Of course, that hostile takeover never happened. In the end, Chinese investment amounts were modest. There were a few symbolic stakes taken in companies, but nothing major. And for many of those dealing with this issue at the time, the refrain I got when discussing this new phenomenon was that we need have no fear: Our rules and regulatory regimes were robust and would be able to deal with anything that came our way. We were the capitalists and therefore had nothing to worry about when China came to play the capital game.

Every day going forward, we need to say, again and again, while China poses problems, they are not the sort of existential ones that some are so keen to posit. We can manage the design of a new world where China and others have space in it. What we can’t do is insist on no compromise, no adaptation, no change, and allow things to spiral out of control so that, in the end, everyone loses

Over the ensuing decade, that confidence eroded. It used to be supposed that the West’s self-belief was in itself a threat to China. But gradually, and decisively, that self-confidence was eroded. Suddenly, as Xi Jinping emerged as a more communicative and assertive leader in 2012, China seemed to be the confident one. In the 2010s, the West became gripped by this idea that a great power shift was taking place and that it was on the losing side.

This has been fortified by another astonishing phenomenon. As China has become more predictable (positively and negatively — this is a neutral judgment), the West has become less so. Events like Brexit, the election of Donald Trump as US president, and the almost daily sense of crisis in Europe have been crowned by the invasion of Ukraine by Russia in early 2022 and its subsequent impact. In 2024, an election year, it is probable that the US will be a much greater source of worry than China, as it looks increasingly likely that President Joe Biden and Trump will have a rematch.

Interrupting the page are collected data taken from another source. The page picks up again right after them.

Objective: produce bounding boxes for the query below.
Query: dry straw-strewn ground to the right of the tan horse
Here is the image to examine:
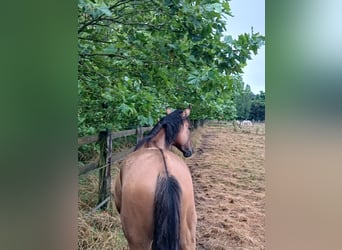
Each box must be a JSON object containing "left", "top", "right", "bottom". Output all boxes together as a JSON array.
[{"left": 187, "top": 125, "right": 265, "bottom": 250}]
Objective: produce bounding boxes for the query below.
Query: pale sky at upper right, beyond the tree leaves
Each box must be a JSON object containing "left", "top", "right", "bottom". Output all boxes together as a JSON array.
[{"left": 226, "top": 0, "right": 265, "bottom": 94}]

The West has managed over this period to work itself up into a frenzy about the problems and threats emanating from China. This is not an argument for us to pretend that China and the US and Europe do not have massive differences with each other and that they don’t pose problems going forward. But when has a problem been soluble through misdiagnosing it? The nature of Chinese power, and the vision that the country has for its future and its global role, can be interpreted in two very different ways. One is, as a rising hegemon, going for old patterns of domination and control. The other is a different and more complex kind of power, self-interested, more limited in its vision, and far more bespoke in how it wants to occupy global space.

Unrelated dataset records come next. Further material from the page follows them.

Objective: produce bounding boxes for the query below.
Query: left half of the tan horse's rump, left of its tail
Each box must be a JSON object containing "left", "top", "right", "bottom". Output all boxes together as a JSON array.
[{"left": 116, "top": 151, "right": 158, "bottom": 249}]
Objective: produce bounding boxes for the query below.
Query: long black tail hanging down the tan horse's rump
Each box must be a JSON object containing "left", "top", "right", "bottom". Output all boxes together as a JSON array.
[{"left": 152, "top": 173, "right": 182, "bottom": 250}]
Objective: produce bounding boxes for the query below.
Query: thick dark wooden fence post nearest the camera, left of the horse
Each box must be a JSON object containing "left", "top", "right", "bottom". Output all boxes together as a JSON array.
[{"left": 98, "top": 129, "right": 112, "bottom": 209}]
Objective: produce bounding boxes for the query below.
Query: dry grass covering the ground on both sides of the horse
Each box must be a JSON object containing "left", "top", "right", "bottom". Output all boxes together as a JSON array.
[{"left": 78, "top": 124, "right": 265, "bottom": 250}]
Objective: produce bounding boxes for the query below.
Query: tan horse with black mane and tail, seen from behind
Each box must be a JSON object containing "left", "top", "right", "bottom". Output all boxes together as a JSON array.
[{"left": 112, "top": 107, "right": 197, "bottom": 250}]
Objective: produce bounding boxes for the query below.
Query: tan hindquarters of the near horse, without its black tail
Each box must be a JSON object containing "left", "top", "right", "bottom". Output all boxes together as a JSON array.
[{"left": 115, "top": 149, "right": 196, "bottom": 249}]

For my money, the evidence still points strongly to the latter rather than the former as the best framework to view China. The challenges we are finding from China’s new global role are more about how it does not seek to duplicate previous models of geopolitical behavior rather than because it wants to be a new-style US with the military, political and economic dominance of that power. The challenge is that for the first time in modern history, the outside world has to take the unique values and intellectual and political heritage of China seriously and accept key areas where in fact, it will not easily fit the templates currently available.

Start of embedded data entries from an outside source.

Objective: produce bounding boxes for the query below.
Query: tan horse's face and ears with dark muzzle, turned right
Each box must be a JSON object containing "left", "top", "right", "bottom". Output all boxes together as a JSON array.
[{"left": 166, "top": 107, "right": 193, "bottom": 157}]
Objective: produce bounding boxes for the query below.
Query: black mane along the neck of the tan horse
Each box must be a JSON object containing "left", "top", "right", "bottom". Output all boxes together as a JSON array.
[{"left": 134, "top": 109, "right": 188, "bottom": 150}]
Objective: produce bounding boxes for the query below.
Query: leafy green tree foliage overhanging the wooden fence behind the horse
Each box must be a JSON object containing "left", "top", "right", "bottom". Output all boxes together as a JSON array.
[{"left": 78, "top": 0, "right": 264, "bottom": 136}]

I don’t suppose that this process of accommodation and adaptation will be easy. Evidently, we are already seeing plenty of evidence that it is proving tough. But to misidentify a problem is the sure way to leave it unsolved or allow it to create crisis and instability. Every day going forward, we need to say, again and again, while China poses problems, they are not the sort of existential ones that some are so keen to posit. We can manage the design of a new world where China and others have space in it. What we can’t do is insist on no compromise, no adaptation, no change, and allow things to spiral out of control so that, in the end, everyone loses.

The author is professor of Chinese Studies and director of the Lau China Institute, King’s College London, and the author of China Incorporated: The Politics of a World Where China is Number One, to be published by Bloomsbury in September. 

The views do not necessarily reflect those of China Daily.